3 league west of Grande-Riviere, was the fishing hamlet of Pabos, now Chandler, Quebec. When Captain Irving arrived, the residents had already fled to the woods. De Bellefeuille's house was situated upon a little island in the Pabos River, Captain Irving had the 27 homes and 17 buildings burned along with 15 chaloupes, leaving the residents deprived of everything. Captain Irving completed the raid at the Bay de Sauvage; burning six homes and sixteen boats, and Isle Bonaventure; burning six houses and seven boats.

=== Raid on Mont-Louis ===
From Gaspe Bay, on September 14, Wolfe sent Major John Dalling to march 130 mi along the shore up the St. Lawrence. There he reached Mont-Louis, Quebec on September 23, after marching for eleven days. Along the way they took four prisoners. The seigneur was Michel Mahiet (Maillet). When they arrived at the village they burned 16 buildings and 5 fishing vessels. Dalling managed to capture Monsieur Mahiet and his wife along with 22 men, 4 women and 14 children.

== Aftermath ==
Destroying the villages destroyed the valuable French fishery along the coast and cut off supply to Quebec, which experienced a famine that winter. The following year the British were successful in the siege of Quebec.

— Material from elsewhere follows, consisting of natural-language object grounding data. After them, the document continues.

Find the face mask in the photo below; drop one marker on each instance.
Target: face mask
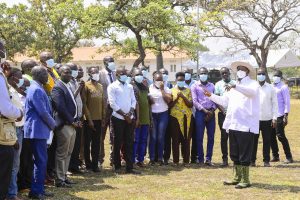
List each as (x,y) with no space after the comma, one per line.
(180,84)
(187,76)
(261,78)
(111,66)
(21,82)
(95,77)
(276,79)
(203,77)
(165,77)
(74,73)
(50,63)
(145,73)
(128,80)
(157,83)
(123,78)
(139,79)
(241,74)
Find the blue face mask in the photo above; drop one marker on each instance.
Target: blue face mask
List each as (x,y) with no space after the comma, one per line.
(128,80)
(50,63)
(180,84)
(145,73)
(21,82)
(203,77)
(139,79)
(187,76)
(261,77)
(123,78)
(165,77)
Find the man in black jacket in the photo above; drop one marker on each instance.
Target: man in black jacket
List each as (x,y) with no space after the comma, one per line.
(66,120)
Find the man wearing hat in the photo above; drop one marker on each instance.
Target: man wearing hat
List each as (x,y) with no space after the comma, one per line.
(241,121)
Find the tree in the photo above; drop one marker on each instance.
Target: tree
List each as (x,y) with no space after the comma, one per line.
(15,30)
(56,26)
(269,19)
(154,24)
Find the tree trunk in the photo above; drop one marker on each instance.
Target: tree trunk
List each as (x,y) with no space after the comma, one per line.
(142,56)
(159,55)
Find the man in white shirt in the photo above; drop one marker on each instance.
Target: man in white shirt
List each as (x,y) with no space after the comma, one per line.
(123,103)
(267,116)
(241,121)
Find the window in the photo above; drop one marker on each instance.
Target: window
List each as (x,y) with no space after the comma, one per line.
(173,68)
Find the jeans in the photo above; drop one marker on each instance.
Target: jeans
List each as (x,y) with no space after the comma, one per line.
(157,137)
(140,143)
(13,187)
(210,129)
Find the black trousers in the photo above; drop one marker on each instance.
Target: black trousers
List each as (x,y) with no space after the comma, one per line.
(241,145)
(168,138)
(26,166)
(224,136)
(280,133)
(123,135)
(266,128)
(75,161)
(92,144)
(6,164)
(194,142)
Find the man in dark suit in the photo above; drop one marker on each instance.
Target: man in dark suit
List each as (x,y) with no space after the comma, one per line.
(66,119)
(107,76)
(38,124)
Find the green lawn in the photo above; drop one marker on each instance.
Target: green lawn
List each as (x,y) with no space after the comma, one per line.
(178,182)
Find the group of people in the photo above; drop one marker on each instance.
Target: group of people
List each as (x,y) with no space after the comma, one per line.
(52,122)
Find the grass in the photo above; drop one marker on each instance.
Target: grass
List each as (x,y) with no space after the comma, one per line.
(177,182)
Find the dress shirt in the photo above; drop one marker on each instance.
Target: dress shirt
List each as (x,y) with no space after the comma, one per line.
(268,102)
(283,98)
(159,105)
(121,96)
(243,107)
(74,86)
(7,109)
(72,95)
(200,101)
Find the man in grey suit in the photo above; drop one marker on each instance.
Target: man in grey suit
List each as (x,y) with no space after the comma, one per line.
(107,76)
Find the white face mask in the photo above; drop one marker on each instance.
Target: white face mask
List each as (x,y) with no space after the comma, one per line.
(276,79)
(241,74)
(95,77)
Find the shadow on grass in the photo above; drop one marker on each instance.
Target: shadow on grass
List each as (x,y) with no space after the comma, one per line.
(290,188)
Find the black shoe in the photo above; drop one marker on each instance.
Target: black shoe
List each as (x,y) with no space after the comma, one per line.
(69,182)
(208,163)
(288,161)
(275,159)
(63,185)
(36,196)
(96,170)
(267,164)
(225,163)
(49,194)
(132,171)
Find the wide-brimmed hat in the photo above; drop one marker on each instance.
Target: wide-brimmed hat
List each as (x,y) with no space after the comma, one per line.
(246,64)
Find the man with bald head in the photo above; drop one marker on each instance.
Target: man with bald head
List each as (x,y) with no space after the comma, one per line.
(107,77)
(37,127)
(66,113)
(220,90)
(27,66)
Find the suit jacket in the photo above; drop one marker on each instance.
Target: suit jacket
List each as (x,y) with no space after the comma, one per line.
(63,104)
(38,115)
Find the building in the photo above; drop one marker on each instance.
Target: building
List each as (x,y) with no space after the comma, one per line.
(92,56)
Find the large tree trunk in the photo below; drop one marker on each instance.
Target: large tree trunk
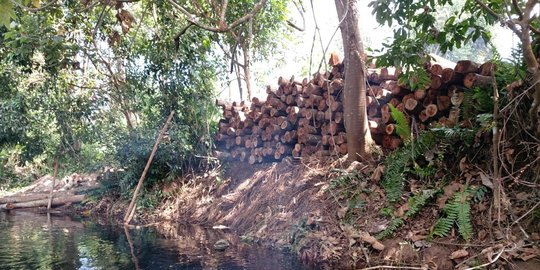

The Acadians also managed to continue to take refuge along the Baie des Chaleurs and the Restigouche River. Two years later the Governor of Cape Breton cautioned Lawrence about trying to remove any more of them for fear of retaliation by Mi'kmaq fighters. On the Restigouche River, Boishébert also had a refugee camp at Petit-Rochelle (which was located perhaps near present-day Pointe-à-la-Croix, Quebec). After Wolfe had left the area, the 1760 Battle of Restigouche led to the capture of several hundred Acadians at Boishébert's refugee camp at Petit-Rochelle. The following year, Pierre du Calvet made a census of the Chaleur Bay, whose purpose was to determine where and how many Acadians were hiding there. Roderick MacKenzie captured refugees, including 20 people of the 174 then in Caraquet, New Brunswick. The rest of the population emigrated to other places in the Bay of Chaleur, especially to Carleton, Quebec and Bonaventure, Quebec.